Broadly speaking, nearly sixty per cent of Brazilian imports are manufactured goods. Large quantities of machinery, steel rails, locomotives, etc., are usually imported every year for the construction work needed in a vast and young country. Over twenty-four per cent of the total purchases are of foodstuffs with wheat and wheat-flour largely preponderant: last year one-fifth of the total imports of Brazil were credited to these two items. About ten per cent of Brazilian purchase money is paid for coal. Financial stringency due to abnormal conditions has cut down Brazilian imports in a salutary manner—and fortunately for Brazilian merchants and retailers, stores were at the outbreak of hostilities largely overstocked by the unprecedentedly large purchases of 1913, when $326,000,000 was paid for imports.

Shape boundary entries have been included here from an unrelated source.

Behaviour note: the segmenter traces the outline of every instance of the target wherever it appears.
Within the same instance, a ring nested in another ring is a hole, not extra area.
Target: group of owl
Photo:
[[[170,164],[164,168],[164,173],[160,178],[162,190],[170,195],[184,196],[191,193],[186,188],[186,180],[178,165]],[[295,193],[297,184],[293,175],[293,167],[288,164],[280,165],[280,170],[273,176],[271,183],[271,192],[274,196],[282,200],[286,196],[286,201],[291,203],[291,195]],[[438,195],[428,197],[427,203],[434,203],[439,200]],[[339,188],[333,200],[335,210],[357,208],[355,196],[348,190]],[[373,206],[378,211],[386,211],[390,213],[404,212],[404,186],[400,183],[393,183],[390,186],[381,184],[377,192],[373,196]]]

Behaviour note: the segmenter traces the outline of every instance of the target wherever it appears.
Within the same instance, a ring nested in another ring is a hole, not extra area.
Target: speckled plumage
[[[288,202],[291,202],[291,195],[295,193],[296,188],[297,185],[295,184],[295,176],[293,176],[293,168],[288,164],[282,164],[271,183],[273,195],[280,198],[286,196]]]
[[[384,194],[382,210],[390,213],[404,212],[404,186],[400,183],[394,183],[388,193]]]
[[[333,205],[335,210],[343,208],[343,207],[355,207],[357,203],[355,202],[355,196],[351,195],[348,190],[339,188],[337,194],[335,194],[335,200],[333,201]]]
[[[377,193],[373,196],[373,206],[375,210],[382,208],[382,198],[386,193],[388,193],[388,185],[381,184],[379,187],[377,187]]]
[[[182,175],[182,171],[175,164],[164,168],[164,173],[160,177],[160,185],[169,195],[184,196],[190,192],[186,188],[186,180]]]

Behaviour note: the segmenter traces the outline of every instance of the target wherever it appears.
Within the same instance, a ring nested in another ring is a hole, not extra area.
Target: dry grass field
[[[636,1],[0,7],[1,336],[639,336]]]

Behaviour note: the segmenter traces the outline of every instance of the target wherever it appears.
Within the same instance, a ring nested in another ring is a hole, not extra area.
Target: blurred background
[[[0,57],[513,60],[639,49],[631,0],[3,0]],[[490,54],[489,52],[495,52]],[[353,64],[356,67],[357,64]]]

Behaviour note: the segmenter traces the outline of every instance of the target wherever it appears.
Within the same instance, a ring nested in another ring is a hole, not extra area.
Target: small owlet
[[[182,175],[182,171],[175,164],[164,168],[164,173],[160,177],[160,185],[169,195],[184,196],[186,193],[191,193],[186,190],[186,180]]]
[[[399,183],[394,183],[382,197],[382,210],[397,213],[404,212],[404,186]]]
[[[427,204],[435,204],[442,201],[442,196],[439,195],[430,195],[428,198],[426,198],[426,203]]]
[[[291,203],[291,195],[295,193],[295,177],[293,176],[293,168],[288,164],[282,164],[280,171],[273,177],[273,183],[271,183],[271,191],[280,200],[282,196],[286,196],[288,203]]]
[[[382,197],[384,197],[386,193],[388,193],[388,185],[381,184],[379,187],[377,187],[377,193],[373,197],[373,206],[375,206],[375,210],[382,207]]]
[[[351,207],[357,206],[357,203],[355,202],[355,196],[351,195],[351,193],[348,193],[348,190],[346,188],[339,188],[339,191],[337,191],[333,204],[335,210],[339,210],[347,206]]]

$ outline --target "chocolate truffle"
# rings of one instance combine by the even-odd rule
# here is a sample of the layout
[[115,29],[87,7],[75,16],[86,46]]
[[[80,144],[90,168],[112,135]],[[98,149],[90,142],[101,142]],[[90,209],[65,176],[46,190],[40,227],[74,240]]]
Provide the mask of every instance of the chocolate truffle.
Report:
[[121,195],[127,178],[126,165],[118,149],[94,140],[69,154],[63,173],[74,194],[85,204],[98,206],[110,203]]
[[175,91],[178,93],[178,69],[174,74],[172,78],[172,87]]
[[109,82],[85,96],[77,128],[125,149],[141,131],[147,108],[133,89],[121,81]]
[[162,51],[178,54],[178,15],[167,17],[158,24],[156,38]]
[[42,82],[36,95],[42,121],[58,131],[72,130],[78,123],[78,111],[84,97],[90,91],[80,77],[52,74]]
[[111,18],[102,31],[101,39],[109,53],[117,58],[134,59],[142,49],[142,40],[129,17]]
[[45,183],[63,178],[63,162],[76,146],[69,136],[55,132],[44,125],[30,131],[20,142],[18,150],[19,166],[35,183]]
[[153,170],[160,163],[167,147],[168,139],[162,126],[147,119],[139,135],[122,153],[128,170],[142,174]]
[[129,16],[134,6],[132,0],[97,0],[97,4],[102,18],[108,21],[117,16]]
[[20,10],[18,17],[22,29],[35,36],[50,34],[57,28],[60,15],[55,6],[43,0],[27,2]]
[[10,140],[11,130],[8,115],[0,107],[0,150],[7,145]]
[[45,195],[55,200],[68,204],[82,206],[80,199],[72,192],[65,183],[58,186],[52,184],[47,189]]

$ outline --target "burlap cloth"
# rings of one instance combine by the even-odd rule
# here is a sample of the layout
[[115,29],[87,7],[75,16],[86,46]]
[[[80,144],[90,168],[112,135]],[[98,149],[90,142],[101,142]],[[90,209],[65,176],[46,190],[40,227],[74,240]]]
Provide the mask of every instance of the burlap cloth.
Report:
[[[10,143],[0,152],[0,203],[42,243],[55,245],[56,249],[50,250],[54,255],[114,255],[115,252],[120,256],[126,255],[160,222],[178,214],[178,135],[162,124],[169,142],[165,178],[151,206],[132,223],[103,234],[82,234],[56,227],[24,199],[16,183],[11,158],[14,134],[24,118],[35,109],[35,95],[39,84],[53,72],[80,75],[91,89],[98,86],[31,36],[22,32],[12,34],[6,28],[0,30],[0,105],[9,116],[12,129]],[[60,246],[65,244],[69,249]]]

As a result of big sales and reduced buying, Brazil in 1915 had a trade balance in her favour of about 440,000 contos of reis (exports 1,022,634 contos and imports 582,996 contos) the equivalent of nearly $140,000,000 in United States currency. This balance appears to have largely remained abroad to help meet Brazilian indebtedness, and helped to steady exchange. This surplus of export values dropped well below 400,000 contos in 1916 and 1917, and to 148,000 in 1918, but rose to the unprecedented height of 845,000 in 1919, when the milreis soared to the rather inconvenient exchange value of 18 pence. The years 1920 and 1921 witnessed adverse balances of trade, with the milreis fallen below 8 pence, 1922 showing trade recoveries practically to pre-war values. Brazil has weathered many a storm commercially and industrially because the world needs her raw material; she has every reason for confidence in the future.

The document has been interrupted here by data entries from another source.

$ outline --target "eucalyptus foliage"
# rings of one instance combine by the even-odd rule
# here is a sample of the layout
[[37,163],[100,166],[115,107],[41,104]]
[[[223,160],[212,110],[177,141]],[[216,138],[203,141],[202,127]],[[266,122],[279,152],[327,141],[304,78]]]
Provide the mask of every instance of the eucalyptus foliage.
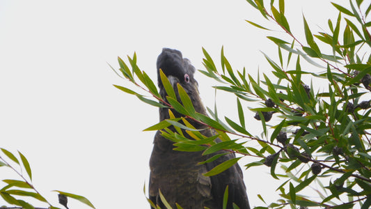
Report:
[[[138,68],[135,54],[128,57],[129,64],[118,58],[119,70],[123,78],[146,93],[142,95],[124,86],[115,86],[149,104],[167,107],[184,115],[146,129],[160,130],[164,137],[175,142],[175,150],[203,151],[207,155],[224,149],[251,157],[254,162],[246,165],[247,169],[256,166],[269,167],[272,178],[282,182],[276,188],[281,198],[274,203],[266,203],[258,195],[264,206],[256,208],[286,206],[293,208],[369,208],[371,22],[366,20],[371,10],[371,5],[368,5],[370,2],[350,0],[342,1],[340,4],[332,3],[339,11],[338,17],[329,19],[329,28],[325,31],[315,33],[303,15],[305,40],[300,40],[291,30],[290,20],[285,15],[284,0],[246,1],[266,21],[263,24],[251,20],[247,22],[262,30],[278,29],[286,36],[267,37],[277,45],[278,56],[271,58],[264,54],[271,67],[271,73],[262,74],[262,77],[258,79],[245,69],[233,69],[223,48],[221,66],[218,68],[203,49],[205,70],[200,72],[219,82],[220,85],[215,86],[217,90],[236,96],[237,121],[227,116],[219,118],[217,113],[209,108],[210,117],[195,112],[181,86],[177,86],[181,99],[178,101],[172,86],[161,75],[168,95],[166,102],[151,79]],[[265,22],[268,22],[274,23],[272,28],[267,26]],[[314,70],[303,70],[303,64],[312,65]],[[317,86],[315,84],[319,83],[324,84],[324,87],[315,88]],[[254,118],[247,118],[246,107],[256,103],[261,107],[248,110],[255,113]],[[216,144],[215,137],[203,136],[188,120],[214,129],[223,141]],[[260,136],[250,134],[248,123],[245,122],[255,120],[262,123]],[[170,125],[175,126],[177,131],[172,132],[168,128]],[[193,139],[185,138],[181,129]],[[252,143],[255,143],[254,147],[251,146]],[[207,162],[218,157],[214,156]],[[205,175],[219,173],[239,159],[225,162]],[[308,196],[303,192],[313,184],[319,185],[322,189],[314,191],[313,196],[317,194],[317,196]]]
[[[42,196],[36,187],[32,183],[32,171],[31,166],[26,157],[19,151],[17,155],[4,148],[0,148],[0,169],[10,169],[14,173],[14,179],[3,179],[2,182],[5,186],[0,189],[0,196],[11,206],[17,207],[6,207],[0,206],[1,208],[25,208],[25,209],[61,209],[61,208],[53,206],[49,201]],[[19,157],[17,157],[18,155]],[[3,178],[3,176],[1,176]],[[74,199],[80,202],[89,206],[92,208],[95,208],[94,206],[86,198],[58,190],[52,192]],[[36,208],[29,199],[33,199],[33,202],[38,202],[38,205],[42,203],[47,205],[47,208]]]

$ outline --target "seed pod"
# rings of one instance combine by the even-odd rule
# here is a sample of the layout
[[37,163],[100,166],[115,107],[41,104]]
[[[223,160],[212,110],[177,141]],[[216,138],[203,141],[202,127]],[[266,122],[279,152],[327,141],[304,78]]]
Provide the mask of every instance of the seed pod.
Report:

| State | Capital | Area Sq. Kilometers | Population |
|---|---|---|---|
| Alagôas | Maceió | 58,500 | 785,000 |
| Amazonas | Manáos | 1,895,000 | 390,000 |
| Bahia | São Salvador | 427,000 | 2,500,000 |
| Ceará | Fortaleza | 104,250 | 1,000,000 |
| Federal District | Rio de Janeiro (São Sebastião) | 1,116 | 1,200,000 |
| Espirito Santo | Victoria | 45,000 | 400,000 |
| Goyaz | Goyaz | 747,000 | 300,000 |
| Maranhão | São Luiz | 460,000 | 500,000 |
| Matto Grosso | Cuyabá | 1,379,000 | 245,000 |
| Minas Geraes | Bello Horizonte | 575,000 | 4,500,000 |
| Pará | Belem | 1,150,000 | 660,000 |
| Parahyba | Parahyba | 75,000 | 600,000 |
| Paraná | Curityba | 250,000 | 500,000 |
| Pernambuco | Recife | 128,400 | 2,100,000 |
| Piauhy | Therezina | 301,800 | 425,000 |
| Rio de Janeiro | Nictheroy | 69,000 | 1,300,000 |
| Rio Grande do Norte | Natal | 57,500 | 410,000 |
| Rio Grande do Sul | Porto Alegre | 236,500 | 1,500,000 |
| Santa Catharina | Florianopolis | 43,535 | 450,000 |
| São Paulo | São Paulo | 290,876 | 3,000,000 |
| Sergipe | Aracajú | 39,090 | 450,000 |
| Acre Territory | 191,000 | 100,000 | |
The Territory of Acre was legally acquired from Bolivia by the Government of Brazil in 1903 but had been populated and the rubber reserves worked by Brazilian seringueiros for at least ten years previously. Their entry into Bolivian lands was the cause of much friction until the final settlement by the payment by Brazil of £2,000,000 for this rich area.